The Fight Between Carnival and Lent

The Fight Between Carnival and Lent is a 118 x 164.5 cm 1559 arisen large oil painting Pieter Bruegel the Elder. As a fight between Carnival and Lent it belongs to Bruegelsammlung of the Kunsthistorisches Museum in Vienna, Hall 10

Construction

The viewer looks, as in Bruegel's early works customary on top of a densely populated place. This is divided into two parts: Left customs of Carnival are shown on the right of Lent. Two inns on the left edge and a cathedral with an Ash Wednesday procession face each other as opposites, as are the two figures at the bottom of that fight with skewer and baked shovel. In order to create more space for the numerous figures, Bruegel sets the horizon line at unrealistically high, so all that remains is a narrow strip of sky. Moreover, the space to background appears folded up like a stage and the character size increases slowly and evenly. This is reminiscent of medieval altar paintings, where the painter proceeded for based in space views in the scene so. Bruegel used this technique now for a complete picture.

Interpretations

The Battle of Prince Carnival ( Mr. Fastnacht ) against Mrs. Fasting is a parody of a knight game. Prince Carnival is sitting on a barrel and pulled on a load carriage. On his "weapon", the skewer, put a pig's head. Woman Fasting sitting on a pew, standing on one of a monk and a maid carts drawn procession. She wears a hair hair shirt and a beehive on his head. On their "weapon", a back blade are two pegs. Individual groups of figures break the contrast: on the Carnival page decrepit beggar, on the fast side playing children.

From the scheme also three figures fall in the middle: There a couple follows a fool who shines on a bright day with a torch. This could be an allusion to the " upside-down world " in which Protestants and Catholics feud, how to in the Netherlands Bruegel's time. Prince Carnival and woman fasts are therefore caricatures of denominations: Protestants had abolished the Lent, because it considered that neither repentance, abstinence nor good works to the people justify before God, but faith alone. This brought them from the Catholic side, the suspicion one to be morally depraved and morally. On the other hand, let the demonstrative outward piety of the Catholics they appear to be particularly ascetic.
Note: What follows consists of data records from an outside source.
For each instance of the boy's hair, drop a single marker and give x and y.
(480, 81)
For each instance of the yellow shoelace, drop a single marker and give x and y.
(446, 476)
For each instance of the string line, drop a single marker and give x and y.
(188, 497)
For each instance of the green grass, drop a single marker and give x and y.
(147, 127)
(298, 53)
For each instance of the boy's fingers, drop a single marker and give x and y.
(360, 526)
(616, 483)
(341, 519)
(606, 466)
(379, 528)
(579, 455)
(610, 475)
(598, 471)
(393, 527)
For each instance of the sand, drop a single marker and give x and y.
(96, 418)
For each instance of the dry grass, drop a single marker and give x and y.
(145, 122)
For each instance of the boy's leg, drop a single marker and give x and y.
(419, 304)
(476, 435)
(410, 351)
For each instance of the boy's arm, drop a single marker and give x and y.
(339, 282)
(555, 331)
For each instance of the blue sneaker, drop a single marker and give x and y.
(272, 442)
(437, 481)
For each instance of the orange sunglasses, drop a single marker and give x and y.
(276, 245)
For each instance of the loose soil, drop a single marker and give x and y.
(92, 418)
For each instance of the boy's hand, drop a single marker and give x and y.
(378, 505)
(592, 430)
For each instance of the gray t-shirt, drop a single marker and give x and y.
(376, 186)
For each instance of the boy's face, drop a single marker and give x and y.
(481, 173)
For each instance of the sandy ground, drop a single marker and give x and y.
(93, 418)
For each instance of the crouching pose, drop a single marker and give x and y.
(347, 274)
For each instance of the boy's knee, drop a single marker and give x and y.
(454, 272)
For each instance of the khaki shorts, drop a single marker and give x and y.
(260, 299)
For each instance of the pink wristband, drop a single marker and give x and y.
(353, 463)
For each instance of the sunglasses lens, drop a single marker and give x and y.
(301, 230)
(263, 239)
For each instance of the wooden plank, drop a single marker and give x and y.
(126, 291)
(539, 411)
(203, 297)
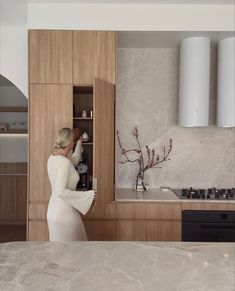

Another way of interpretation, which does not exclude the first, is that the artist alludes to the two-state model of Augustine. After that the world consists of a vicious state ( civitas diaboli ) and a theocratic state ( civitas dei ). So the carnival would be for sinful pleasures and Lent as penance for it.

And a mapping

This founded by Bruegel image type is also known as " encyclopedic graph ", as the artist in a limited space as large a glance creates ( approximately on contemporary customs ). Other examples are The Dutch Proverbs and The Kids. Signed and dated on the image in the lower left corner on a stone, using the two dice player: Brvegel ( V and E ligated ) 1559.

History

In Habsburg possession of the painting arrived probably under Rudolf II Since 1748 it is located in the Gemäldegalerie, previously in the treasury.